En fait, ils voudront bien venir, quand ils seront hors de portée des finances du club de Villeneuve.
Reste à savoir si ces joueurs, en prenant la place des N’Gog et Arnaud, auraient permis au Paris Saint Germain de faire une saison moins morose.
« Je ne sais pas si cela aurait été mieux avec nous. Cela aurait forcément amené un plus », affirme Sissoko
Parce que si on suit ce raisonnement, les jeunes qui signent au PSG, ce sont ceux qui n’ont pas pu signer dans les autres clubs « ou ceux qui ont peur de voyager. Même si Paris n’est pas le premier choix, il faut relativiser, ce n’est pas la mort non plus » toujours Sissoko.
On pourrait croire le PSG pris dans un cercle vicieux.
Les jeunes du centre du PSG ne sont pas les meilleurs donc Paris sort peu de joueurs de son centre car ils n’ont pas le niveau. Les talents de la région préfèrent alors migrer vers un club qui fait confiance aux jeunes.

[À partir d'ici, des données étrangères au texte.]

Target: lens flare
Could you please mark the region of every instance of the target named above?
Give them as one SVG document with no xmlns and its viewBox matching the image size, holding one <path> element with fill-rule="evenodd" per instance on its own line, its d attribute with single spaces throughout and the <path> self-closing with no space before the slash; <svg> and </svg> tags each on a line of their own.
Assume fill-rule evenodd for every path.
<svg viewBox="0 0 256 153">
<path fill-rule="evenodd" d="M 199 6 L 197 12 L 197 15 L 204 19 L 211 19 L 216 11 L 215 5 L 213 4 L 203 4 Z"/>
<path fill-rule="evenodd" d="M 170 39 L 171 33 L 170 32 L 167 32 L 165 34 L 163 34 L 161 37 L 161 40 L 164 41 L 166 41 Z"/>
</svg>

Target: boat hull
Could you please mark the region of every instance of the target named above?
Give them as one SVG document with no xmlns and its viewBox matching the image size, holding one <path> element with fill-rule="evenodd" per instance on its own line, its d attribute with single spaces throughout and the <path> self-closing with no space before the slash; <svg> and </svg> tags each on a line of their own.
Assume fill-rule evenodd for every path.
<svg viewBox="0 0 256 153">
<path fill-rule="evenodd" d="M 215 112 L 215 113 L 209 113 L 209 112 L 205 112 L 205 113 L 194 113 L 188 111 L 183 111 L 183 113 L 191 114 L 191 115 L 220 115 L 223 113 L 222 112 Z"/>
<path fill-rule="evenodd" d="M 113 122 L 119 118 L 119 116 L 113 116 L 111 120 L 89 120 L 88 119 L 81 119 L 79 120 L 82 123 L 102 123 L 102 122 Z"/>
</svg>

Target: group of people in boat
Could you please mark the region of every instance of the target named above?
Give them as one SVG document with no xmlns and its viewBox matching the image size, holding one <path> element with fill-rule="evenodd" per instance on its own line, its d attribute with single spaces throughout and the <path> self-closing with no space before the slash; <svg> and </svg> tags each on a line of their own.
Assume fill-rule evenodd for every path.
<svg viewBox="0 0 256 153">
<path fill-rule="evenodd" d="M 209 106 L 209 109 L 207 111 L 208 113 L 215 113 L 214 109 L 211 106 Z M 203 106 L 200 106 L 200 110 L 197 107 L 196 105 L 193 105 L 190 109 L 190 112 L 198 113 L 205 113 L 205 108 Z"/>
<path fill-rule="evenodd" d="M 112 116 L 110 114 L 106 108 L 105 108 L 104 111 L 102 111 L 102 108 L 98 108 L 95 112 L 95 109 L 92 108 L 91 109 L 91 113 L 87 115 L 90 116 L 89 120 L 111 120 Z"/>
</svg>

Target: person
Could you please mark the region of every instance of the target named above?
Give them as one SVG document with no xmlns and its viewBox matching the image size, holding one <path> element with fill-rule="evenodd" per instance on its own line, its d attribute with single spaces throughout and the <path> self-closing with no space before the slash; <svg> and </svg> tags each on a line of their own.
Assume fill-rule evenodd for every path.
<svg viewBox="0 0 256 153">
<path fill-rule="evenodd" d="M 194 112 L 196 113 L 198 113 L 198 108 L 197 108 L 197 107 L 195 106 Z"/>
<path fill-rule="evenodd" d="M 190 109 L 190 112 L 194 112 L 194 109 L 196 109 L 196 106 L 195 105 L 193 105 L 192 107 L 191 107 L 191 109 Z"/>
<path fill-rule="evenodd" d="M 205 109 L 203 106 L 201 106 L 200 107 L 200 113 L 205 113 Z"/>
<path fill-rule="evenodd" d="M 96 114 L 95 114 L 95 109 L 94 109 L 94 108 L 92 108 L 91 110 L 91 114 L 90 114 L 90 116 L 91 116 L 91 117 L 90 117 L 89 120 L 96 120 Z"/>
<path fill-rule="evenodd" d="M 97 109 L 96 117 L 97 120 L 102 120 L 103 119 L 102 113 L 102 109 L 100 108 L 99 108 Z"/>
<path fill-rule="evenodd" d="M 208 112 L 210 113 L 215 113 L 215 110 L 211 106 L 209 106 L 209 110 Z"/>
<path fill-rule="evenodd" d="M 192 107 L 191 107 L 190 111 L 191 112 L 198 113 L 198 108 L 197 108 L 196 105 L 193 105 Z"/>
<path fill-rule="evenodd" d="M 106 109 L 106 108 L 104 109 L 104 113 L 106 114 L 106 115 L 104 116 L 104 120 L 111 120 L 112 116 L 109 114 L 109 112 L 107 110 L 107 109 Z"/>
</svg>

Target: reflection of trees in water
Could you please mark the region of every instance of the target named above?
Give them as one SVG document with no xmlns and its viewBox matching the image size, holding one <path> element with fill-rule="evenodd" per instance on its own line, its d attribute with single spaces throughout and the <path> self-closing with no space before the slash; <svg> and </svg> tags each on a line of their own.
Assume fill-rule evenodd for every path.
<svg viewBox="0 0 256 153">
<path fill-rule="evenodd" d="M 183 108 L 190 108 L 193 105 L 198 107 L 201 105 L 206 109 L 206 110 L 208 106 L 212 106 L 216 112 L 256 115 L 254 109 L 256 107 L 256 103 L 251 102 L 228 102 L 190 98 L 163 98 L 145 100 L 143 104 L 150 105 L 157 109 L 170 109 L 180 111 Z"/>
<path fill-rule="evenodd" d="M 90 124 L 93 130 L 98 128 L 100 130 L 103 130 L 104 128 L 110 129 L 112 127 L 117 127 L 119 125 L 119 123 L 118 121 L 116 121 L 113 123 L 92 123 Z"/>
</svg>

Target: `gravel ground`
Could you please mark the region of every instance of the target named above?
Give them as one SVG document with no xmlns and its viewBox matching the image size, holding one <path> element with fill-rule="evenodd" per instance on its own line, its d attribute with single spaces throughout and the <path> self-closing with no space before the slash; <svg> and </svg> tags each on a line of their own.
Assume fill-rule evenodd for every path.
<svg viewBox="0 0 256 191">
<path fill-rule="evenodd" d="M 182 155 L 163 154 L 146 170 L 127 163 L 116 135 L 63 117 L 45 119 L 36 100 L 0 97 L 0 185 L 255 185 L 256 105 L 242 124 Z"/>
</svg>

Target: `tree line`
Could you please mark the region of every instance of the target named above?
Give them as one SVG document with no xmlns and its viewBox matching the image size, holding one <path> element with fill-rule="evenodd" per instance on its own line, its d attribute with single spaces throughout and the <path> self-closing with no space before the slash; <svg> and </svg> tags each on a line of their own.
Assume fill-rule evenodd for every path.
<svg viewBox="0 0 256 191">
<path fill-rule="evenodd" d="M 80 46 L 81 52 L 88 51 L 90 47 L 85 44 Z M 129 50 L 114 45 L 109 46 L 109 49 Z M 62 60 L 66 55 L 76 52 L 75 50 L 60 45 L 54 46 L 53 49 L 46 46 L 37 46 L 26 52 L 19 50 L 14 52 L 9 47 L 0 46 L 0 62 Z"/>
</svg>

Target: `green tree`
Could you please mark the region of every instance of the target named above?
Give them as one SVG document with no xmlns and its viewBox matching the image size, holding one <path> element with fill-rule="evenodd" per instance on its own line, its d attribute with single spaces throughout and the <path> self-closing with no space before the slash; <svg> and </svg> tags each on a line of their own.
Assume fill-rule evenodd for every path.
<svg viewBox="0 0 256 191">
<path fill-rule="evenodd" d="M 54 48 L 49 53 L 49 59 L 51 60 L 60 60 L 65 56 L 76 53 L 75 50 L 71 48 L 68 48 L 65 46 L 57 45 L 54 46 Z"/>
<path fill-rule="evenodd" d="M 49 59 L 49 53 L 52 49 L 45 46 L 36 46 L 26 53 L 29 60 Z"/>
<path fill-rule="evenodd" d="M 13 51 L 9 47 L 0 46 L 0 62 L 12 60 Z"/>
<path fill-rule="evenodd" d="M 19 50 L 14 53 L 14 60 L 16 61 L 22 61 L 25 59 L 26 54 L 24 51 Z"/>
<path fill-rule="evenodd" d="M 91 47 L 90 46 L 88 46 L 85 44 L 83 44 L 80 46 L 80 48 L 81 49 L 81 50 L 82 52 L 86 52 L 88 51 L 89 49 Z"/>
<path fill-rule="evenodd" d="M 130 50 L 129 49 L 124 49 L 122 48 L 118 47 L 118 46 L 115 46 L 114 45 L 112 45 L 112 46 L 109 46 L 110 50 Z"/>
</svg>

Pourtant à écouter Rampillon, il n’en est rien: « A une certaine période, Paris avait du mal à attirer des jeunes. C’est peut-être, ce qui nous a permis de faire signer Faty ou Briand. Nous n’étions qu’à deux heures de route de chez eux. Mais depuis, le PSG a comblé leur retard. Ils ont développé un très bon réseau et sont présent sur tous les fronts. Si aujourd’hui, les jeunes choisissent encore Rennes, c’est que l’on a prouvé notre valeur sur plusieurs années, pas parce qu’il ne faut pas aller au PSG » .
Le jour où les exemples de Chantôme et Sakho parleront plus à un jeune que ceux de Silvestre ou Wiltord, le PSG aura gagné le pari de la formation.